Participants shared their views on the B20 Turkey process, main messages to be delivered to the G20 leaders, and working areas to be continued and improved during future presidencies.
The evolving B20 agenda: Antalya and beyond, was discussed with participants highlighting the progress the business community has achieved this year as part of B20 Turkey, discussing how the outcomes of the Turkish B20 cycle should be communicated to the leaders the next day, and how the recommendations should be advocated for after the G20 Antalya Summit and participants looking at what the business community should expect from the B20, both in terms of collaboration and future topic areas, as well as how the Chinese and future presidencies can advance the global economic agenda.
The discussion ran in two parallel roundtable sessions and evolved around ten critical areas: Session A — Growth and Investment: Macroeconomic resilience, Financial regulation, SME financing, Investment and infrastructure, Energy and climate change.
Session B —Trade, Jobs and Competitiveness: Trade, Digital economy, SME competitiveness, job creation, and anti-corruption.
Major political and security challenges
Summit leader, gathering here, will have to address major challenges. The summit comes at a time of major economic, political and security challenges for the rich and poor of the world. It is expected to prepare the ground for a road map that will find ways to increase global economic resilience, increase trade and investment, help low-income countries and contain the growing threat of climate change.
Under the presidency of Erdogan, the summit agenda includes the current state of the global economy, sustainable growth, development and climate change, investment, trade and energy. In addition, the leaders will discuss global terrorism and the widening refugee crisis that now stretches from Afghanistan, Somalia and Libya to Syria and Europe.

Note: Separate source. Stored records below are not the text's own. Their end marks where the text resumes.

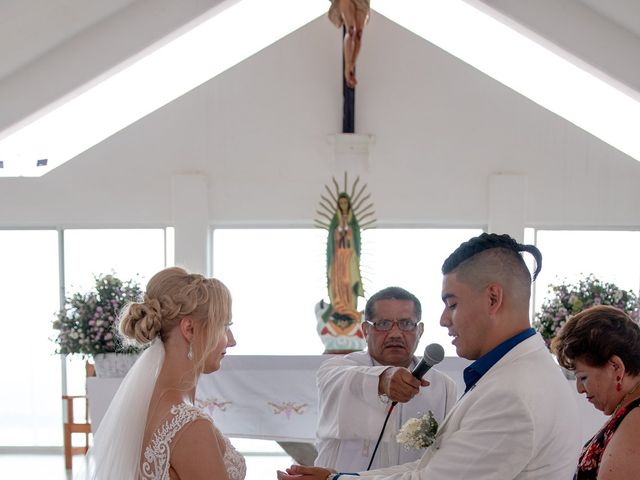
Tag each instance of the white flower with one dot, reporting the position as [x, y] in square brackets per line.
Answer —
[418, 432]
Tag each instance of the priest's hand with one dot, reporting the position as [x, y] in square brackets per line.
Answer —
[305, 473]
[399, 385]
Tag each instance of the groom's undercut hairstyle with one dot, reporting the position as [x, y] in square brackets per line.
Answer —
[494, 258]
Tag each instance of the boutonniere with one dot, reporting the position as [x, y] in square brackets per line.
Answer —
[418, 432]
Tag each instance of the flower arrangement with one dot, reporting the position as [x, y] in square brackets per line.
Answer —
[566, 300]
[88, 323]
[418, 432]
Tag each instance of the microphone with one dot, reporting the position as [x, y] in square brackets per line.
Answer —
[433, 354]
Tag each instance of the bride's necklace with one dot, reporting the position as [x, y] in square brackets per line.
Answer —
[624, 399]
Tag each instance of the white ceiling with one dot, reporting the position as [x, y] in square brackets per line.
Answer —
[50, 48]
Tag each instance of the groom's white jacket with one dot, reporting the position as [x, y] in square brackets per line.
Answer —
[519, 422]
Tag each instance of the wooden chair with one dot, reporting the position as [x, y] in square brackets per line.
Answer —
[71, 425]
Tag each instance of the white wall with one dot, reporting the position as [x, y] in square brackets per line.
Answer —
[258, 135]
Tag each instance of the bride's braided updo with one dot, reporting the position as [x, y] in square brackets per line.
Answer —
[171, 295]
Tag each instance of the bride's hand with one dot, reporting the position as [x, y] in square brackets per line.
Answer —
[296, 472]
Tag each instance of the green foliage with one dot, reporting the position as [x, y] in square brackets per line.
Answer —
[88, 324]
[565, 300]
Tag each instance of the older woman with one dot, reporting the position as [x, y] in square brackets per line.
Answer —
[602, 345]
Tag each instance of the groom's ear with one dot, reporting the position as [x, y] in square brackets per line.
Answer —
[186, 328]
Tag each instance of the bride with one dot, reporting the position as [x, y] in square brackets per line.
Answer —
[152, 429]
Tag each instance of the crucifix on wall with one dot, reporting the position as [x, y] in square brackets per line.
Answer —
[351, 15]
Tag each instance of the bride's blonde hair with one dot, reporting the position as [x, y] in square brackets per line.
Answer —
[171, 295]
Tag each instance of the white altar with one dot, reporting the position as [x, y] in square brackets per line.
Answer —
[274, 397]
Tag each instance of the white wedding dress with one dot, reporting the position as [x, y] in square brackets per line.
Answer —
[157, 454]
[117, 450]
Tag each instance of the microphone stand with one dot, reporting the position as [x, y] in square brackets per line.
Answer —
[384, 425]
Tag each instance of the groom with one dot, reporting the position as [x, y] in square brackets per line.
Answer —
[517, 418]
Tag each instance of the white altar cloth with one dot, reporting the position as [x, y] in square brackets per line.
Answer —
[275, 398]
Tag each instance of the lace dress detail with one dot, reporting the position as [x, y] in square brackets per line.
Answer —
[157, 454]
[234, 462]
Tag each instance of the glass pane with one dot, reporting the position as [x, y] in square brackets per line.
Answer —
[276, 276]
[611, 256]
[30, 398]
[127, 253]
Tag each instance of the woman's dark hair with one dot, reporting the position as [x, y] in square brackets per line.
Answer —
[594, 335]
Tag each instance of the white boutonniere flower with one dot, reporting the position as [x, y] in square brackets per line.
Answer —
[418, 432]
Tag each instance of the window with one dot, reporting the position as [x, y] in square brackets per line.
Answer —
[127, 253]
[30, 405]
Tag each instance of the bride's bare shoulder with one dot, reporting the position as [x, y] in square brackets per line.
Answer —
[199, 452]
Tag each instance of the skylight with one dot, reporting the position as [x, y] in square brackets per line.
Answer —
[236, 31]
[527, 64]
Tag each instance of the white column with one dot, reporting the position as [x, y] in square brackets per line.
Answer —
[507, 204]
[350, 153]
[190, 201]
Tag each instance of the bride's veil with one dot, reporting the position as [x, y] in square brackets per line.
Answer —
[118, 440]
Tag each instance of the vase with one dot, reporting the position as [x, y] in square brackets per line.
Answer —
[114, 365]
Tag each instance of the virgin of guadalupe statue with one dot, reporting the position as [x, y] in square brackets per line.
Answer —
[340, 322]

During its G20 presidency, Turkey focused on three key areas: Inclusiveness, investment and implementation, known as the three ‘I’s. Inclusive growth extends from national economies to the various segments of global economy. At the national level, it focuses on supporting small and medium enterprises (SMEs). At the global level, it refers to supporting low-income developing countries to ensure global economic balance.

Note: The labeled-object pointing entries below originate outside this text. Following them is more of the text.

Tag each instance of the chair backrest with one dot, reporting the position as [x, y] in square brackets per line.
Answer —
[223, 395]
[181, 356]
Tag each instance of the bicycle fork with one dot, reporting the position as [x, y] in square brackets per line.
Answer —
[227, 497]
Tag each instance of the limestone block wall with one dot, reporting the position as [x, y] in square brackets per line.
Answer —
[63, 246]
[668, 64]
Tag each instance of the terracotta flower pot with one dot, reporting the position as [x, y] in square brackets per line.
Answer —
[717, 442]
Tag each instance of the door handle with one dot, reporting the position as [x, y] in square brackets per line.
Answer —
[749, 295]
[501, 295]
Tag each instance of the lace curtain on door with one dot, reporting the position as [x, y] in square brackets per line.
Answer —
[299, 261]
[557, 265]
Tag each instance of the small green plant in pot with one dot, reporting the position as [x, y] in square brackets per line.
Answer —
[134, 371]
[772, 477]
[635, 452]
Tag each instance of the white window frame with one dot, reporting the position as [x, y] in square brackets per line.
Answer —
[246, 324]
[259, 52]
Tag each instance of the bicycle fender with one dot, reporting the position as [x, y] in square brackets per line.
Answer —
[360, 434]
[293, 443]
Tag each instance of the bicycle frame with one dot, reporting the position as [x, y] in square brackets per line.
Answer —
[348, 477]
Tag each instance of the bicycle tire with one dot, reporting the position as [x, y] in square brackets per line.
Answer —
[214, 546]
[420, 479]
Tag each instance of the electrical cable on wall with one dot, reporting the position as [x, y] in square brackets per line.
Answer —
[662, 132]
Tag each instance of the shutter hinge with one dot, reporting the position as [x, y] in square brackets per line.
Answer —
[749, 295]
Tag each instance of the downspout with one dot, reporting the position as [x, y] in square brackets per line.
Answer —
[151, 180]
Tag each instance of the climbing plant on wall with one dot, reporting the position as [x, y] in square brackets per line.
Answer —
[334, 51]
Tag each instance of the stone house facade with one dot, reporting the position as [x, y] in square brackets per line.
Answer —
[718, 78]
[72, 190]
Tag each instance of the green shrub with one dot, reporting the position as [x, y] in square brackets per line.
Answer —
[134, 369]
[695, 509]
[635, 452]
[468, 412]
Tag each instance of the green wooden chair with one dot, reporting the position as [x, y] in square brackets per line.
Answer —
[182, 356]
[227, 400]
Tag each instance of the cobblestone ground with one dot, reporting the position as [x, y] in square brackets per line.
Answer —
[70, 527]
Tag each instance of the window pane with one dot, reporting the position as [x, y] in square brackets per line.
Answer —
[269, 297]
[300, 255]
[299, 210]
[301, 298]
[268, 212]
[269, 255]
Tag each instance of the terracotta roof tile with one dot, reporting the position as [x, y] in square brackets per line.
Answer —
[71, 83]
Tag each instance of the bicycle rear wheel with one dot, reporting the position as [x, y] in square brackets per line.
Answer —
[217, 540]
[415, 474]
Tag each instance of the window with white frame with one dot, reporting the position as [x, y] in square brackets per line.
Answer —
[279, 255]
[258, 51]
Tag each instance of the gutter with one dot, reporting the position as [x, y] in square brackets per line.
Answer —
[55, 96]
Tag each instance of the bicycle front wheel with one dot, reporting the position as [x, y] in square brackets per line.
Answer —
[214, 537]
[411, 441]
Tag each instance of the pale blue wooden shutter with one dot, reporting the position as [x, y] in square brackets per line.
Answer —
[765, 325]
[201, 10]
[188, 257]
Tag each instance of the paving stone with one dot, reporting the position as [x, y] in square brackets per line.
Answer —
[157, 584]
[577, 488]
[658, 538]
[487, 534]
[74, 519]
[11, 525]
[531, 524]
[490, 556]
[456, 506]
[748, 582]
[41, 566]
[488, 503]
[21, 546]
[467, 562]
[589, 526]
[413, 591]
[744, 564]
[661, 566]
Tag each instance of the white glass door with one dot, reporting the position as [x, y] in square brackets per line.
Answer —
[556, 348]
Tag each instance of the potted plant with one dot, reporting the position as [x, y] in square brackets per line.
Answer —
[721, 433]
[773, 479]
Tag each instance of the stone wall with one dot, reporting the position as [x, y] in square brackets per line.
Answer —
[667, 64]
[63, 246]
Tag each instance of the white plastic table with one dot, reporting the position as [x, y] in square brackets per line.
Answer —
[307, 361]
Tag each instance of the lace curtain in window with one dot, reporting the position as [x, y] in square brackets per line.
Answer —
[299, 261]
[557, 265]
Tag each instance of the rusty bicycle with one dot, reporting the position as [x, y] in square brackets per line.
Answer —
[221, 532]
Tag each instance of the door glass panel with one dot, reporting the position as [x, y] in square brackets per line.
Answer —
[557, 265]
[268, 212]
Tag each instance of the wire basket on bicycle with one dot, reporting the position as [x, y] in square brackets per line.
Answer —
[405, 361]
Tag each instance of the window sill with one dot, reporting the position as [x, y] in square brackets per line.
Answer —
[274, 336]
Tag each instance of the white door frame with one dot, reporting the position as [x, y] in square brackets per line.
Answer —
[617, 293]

The Antalya summit will seek to develop new strategies to help the poorer countries of the world and reduce global inequality. Investment is critical for creating new jobs. It is also important to boost global trade and support innovation. While each country needs to devise its own investment strategies, they should be designed in such a way as to enable national growth as well as global mobility. At this point, supporting SMEs is crucial as they provide about 60-65 percent employment across the world. Turkey led the efforts for the establishment of the Global SMEs Platform for the first time.

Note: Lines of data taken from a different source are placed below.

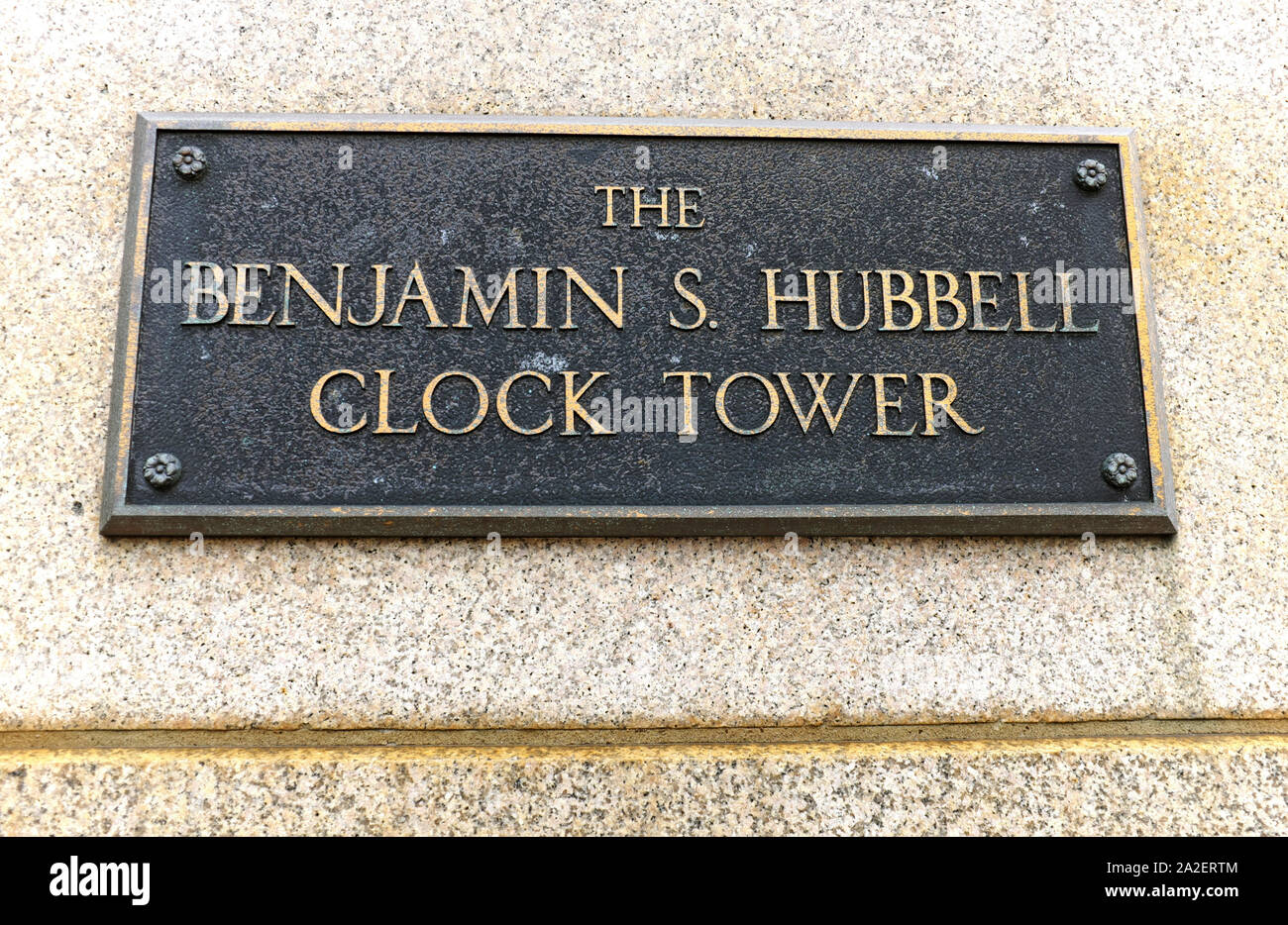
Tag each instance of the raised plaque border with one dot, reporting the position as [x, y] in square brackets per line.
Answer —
[119, 518]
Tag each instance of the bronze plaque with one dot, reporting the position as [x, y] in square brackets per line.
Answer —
[351, 325]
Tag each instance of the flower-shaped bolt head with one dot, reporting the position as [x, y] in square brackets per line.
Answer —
[162, 470]
[189, 162]
[1120, 470]
[1091, 175]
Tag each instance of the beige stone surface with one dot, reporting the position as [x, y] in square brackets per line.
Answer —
[98, 633]
[1108, 787]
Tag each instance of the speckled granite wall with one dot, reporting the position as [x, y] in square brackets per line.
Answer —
[649, 633]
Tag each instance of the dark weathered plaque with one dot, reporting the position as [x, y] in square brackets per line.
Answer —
[455, 326]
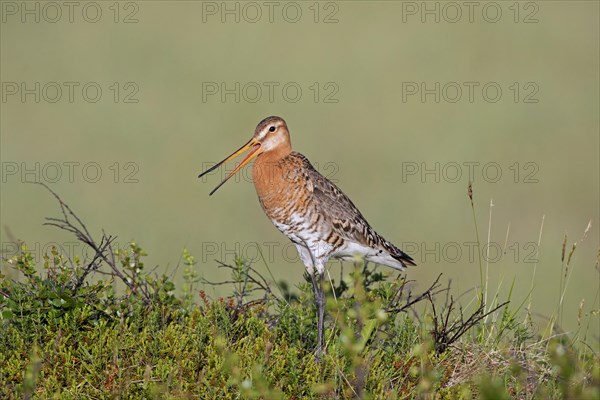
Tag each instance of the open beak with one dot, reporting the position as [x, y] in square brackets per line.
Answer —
[252, 144]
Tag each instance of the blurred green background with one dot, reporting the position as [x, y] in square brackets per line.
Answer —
[362, 128]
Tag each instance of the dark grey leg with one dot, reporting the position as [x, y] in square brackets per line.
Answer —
[317, 282]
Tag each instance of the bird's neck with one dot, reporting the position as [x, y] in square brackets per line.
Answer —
[268, 170]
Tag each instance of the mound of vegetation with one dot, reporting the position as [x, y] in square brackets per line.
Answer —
[65, 333]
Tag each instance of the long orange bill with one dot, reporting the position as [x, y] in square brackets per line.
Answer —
[252, 143]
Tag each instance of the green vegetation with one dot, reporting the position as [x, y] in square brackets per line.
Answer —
[66, 335]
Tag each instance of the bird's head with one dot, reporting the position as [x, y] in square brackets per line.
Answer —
[270, 136]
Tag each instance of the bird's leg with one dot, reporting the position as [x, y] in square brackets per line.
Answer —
[317, 281]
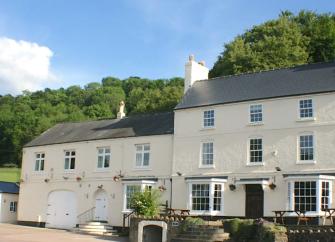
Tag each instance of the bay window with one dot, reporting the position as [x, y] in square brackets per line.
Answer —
[310, 194]
[132, 187]
[206, 196]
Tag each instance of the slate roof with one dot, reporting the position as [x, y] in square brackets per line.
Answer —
[133, 126]
[299, 80]
[9, 187]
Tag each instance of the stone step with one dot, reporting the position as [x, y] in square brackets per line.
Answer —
[210, 231]
[205, 237]
[88, 226]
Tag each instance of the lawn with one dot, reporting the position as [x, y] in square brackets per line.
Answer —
[10, 174]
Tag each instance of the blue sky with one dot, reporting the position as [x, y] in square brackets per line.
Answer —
[81, 41]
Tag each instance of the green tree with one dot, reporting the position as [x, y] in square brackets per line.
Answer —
[287, 41]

Finally, implementation is key to the success of the decisions that will be taken during the summit. This includes global financial regulations, sustainable development, climate change, lowering unemployment and a host of other economic and social issues that will shape the future of the global economy and affect the lives of hundreds of millions of people. Among these are financial regulations, taxation and the reform of the IMF.
Climate change is another major theme on the summit agenda. A full session has been slated to discuss the current state of climate change and the UN charter on the issue. The differences between the advanced industrial and developing countries need to be addressed before the UN Climate Change Summit in Paris at the end of this month. The Antalya summit will provide a warm-up venue to develop a fair and feasible action plan to reduce climate change.
As global challenges require global responses, the Antalya G20 Summit will serve as a critical platform to formulate a global agenda for the common good of our world.